Whithouse's previous work on the show has run the gamut on quality and engagement. He started off with the inoffensive but also uninspiring School Reunion. In fairness that was a bit of a JNT-style shopping list in which Whithouse was tasked with reintroducing Sarah Jane Smith and K9 and utilising the then-underdeveloped Mickey in addition to giving us forty-five minutes of thrills 'n' spills but it's still noticeable that Whithouse never wrote for the show again while RTD was in charge.

A fair counter argument to that would be that he had something of a hit on his hands during the Davies eras. Being Human, the dramedy about a werewolf, a ghost and a vampire living together and sharing some good times and lols while also hiding their true nature from Joe Public. And okay, that was a popular series which took up a lot of time and could easily be the only reason he didn't return to Doctor Who sooner. But it was wrapping up when he wrote his first script under Moffat, and the later series of Being Human demonstrate my point as well as looking solely at his Who work does: Whithouse is a writer of inconsistent quality.
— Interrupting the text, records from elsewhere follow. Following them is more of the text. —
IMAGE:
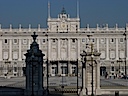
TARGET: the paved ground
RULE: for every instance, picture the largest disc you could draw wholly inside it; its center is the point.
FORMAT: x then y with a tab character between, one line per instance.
66	81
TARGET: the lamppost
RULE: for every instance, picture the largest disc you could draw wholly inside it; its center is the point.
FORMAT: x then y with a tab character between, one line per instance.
119	61
125	52
47	65
92	66
32	57
92	56
83	60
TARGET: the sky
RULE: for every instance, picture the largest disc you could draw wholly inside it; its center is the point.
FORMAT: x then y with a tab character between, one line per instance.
34	12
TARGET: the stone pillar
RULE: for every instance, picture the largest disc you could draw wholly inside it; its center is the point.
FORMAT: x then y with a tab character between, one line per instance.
39	43
117	51
59	68
58	48
107	49
10	50
69	68
20	50
49	68
29	42
69	49
98	44
49	49
78	54
0	49
98	91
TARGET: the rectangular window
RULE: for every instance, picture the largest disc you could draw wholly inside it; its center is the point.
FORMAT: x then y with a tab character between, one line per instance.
15	69
15	55
121	52
112	40
24	41
6	41
54	40
102	55
43	41
83	40
112	68
5	55
15	41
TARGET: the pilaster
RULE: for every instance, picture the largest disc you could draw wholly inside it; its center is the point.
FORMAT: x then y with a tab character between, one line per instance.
78	54
58	48
59	68
127	48
69	68
39	43
107	49
117	57
10	50
98	44
49	48
29	43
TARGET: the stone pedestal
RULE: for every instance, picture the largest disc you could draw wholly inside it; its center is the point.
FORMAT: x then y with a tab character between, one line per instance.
87	75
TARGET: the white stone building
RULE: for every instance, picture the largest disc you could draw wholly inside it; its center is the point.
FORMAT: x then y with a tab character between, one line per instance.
62	42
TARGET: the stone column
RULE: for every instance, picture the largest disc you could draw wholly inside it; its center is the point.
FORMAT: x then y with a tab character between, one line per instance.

Seriously, watch the first half of series one and the last half of series five. The difference is astonishing.

Under Moffat Whithosue has penned The Vampires of Venice (better than School Reunion but still a little band), The God Complex (one of the very best episodes Matt Smith's era produced), and A Town Called Mercy (one of the worst). Giving him a two part series was a gamble. His track record indicated that he'd either write something very dull or really quite engaging and good.
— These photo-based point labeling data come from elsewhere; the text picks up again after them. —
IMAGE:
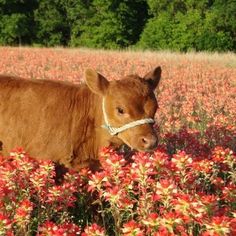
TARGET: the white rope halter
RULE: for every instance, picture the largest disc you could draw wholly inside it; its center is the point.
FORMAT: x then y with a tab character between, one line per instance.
114	131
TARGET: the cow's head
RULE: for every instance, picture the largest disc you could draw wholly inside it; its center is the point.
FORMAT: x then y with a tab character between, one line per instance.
129	106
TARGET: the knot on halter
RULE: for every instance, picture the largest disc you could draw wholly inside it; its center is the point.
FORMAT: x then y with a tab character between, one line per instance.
114	131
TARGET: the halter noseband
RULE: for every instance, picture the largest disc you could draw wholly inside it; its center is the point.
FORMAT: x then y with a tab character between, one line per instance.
114	131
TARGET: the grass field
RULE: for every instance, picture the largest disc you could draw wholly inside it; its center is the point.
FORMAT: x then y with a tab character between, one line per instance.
187	187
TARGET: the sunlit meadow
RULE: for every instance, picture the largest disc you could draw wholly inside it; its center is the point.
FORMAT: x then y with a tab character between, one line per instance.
186	187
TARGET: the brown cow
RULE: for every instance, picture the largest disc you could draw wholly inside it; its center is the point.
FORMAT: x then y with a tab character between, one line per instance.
69	123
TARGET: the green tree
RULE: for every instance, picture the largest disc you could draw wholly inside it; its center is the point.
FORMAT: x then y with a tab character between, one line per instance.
113	24
52	26
78	13
16	21
191	25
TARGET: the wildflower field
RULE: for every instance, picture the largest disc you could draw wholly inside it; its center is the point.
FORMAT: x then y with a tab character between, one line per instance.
186	187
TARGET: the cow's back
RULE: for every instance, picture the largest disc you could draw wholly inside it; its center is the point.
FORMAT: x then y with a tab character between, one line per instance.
36	115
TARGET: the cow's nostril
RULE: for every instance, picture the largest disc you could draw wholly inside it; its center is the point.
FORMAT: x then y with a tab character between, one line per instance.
149	142
144	140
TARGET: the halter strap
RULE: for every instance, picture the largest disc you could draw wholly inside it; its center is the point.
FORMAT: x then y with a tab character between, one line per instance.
114	131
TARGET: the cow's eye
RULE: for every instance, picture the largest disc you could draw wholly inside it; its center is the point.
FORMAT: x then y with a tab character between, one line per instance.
120	110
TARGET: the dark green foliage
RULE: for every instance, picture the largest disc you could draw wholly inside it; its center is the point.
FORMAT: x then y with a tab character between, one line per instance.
17	21
191	25
51	23
179	25
113	24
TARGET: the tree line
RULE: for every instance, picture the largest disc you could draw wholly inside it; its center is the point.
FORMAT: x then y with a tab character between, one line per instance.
179	25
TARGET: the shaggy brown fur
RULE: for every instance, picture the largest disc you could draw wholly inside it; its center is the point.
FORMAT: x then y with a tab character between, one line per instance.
62	122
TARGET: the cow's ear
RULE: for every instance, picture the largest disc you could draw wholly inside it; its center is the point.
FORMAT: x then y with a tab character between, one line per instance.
96	82
153	77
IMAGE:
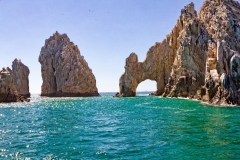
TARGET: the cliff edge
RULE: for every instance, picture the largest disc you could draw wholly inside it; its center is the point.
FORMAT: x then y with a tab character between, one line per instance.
199	59
65	73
It was the former. Tasked with writing a ghost story Whithouse went to great lengths to play to some of the most well established ghost tropes, writing his spectres to phase through (most) solid objects, only come out at night, hover, and be generally inhuman and creepy. None of this was a bad idea. It made sense to write stereotypical ghosts given that this was Doctor Who Does Ghosts but he could, and should, have done unexpected things with our expectations. There were glimpses of something good, the computer controlled day-night mode, the ghosts wanting to kill to "amplify their signal and get attention", and the hints dropped about the spaceship were all very promising, but the episode never really felt that it accomplished anything beyond successfully reaching its cliffhanger and setting up the concluding half. I've discussed before how two part stories have to be viewed as a whole, making opening parts tricky to look at in isolation, but the way they're essentially written to essentially be two single part stories connected by a theme should ensure that each part is satisfying in its own right. This wasn't.
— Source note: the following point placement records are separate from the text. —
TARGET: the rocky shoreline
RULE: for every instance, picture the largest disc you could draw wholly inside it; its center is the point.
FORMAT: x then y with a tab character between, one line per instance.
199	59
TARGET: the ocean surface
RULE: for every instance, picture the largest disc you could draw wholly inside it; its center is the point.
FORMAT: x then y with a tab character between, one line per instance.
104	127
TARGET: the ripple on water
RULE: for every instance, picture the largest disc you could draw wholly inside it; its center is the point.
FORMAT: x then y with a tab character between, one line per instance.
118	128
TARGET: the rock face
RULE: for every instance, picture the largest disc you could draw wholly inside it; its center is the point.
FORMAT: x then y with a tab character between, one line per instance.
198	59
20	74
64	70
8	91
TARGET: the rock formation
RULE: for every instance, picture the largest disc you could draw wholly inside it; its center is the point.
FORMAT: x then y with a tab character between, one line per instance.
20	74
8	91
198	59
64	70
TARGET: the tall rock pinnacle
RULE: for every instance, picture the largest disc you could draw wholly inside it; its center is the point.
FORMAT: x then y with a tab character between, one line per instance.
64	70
There's also that cliffhanger. The Doctor going back in time to find out what happened when the ship crashed. That's just yet more time travel as a plot device stuff that the Moffat era is already far too heavy on. It's okay occasionally but if the Doctor simply nips off in his time machine o sort things out in every episode then it eventually leaves people asking why he's not doing it in other episodes. And there's no easy answer to that beyond "Well that would make the episode rather boring or short or both."

The cliffhanger also showed as the ghost of the Doctor. Which is just utterly boring because it takes a lot of drama out of the story's central threat and the episode as a whole. We know now that anyone who becomes a ghost can also stop being a ghost, because we know the Doctor as played by Peter Capaldi not in ghost makeup, is fine later in the series. Perhaps Whithouse will find a way to pay off everything he set up, and in fairness I think there's a lot he included that will seem far more obvious come Before the Flood, but it's not a definite thing. And it won't make Under the Lake any more tolerable as a piece of television.